Meningioma (M) versus Post-treatment change (PTC) SUV, SUVRsss, SUVRpit, and SUVRnorm with mean and standard deviations. Mean SUV, SUVRsss, SUVRpit, and SUVRnorm of meningioma was 15.8, 11.5, 0.92, and 324.7 respectively. **** indicates statistical significance with p < 0.0001 as determined by Mann–Whitney test.
Meningioma SUV, SUVRsss, SUVRpit, and SUVRnorm stratified by WHO Grades with mean and standard deviations. Kruskal–Wallis test showed no statistically significant relationship between WHO Grade and the four SUV metrics.

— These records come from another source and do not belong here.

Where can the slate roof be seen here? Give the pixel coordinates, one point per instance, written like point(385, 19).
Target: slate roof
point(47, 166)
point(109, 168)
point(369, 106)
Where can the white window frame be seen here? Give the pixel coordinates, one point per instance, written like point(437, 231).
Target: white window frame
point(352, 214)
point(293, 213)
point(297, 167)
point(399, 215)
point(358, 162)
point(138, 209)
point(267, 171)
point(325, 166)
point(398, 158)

Diagnostic performance of the four classification methods at the pre-determined thresholds
Contingency tables for the four classification methods are shown in Tables 3, 4, 5, and 6. Sensitivity, specificity, PPV, and NPV of the four methods are compared in Table 7, along with the prevalence of meningioma in the cohort. At the pre-determined thresholds, SUV demonstrated the highest sensitivity (98.2%) and the highest specificity was achieved with SUVRpit (87.8%) (Table 7). As shown in Table 8, the sensitivity of the SUV method was significantly greater than the sensitivities of both SUVRsss and SUVRpit methods (P < 0.0001). However, the specificity of the SUV method was significantly lower than that of both SUVRsss and SUVRpit (P = 0.0044 and P = 0.0009, respectively). The sensitivity of SUVRsss was significantly higher than that of SUVRpit (P = 0.006) while the specificities of both SUVR methods did not differ significantly (P = 0.3711). The SUVRnorm method did not differ significantly from the SUVRpit method, while its sensitivity was significantly lower than that of SUVRsss method (P = 0.0371).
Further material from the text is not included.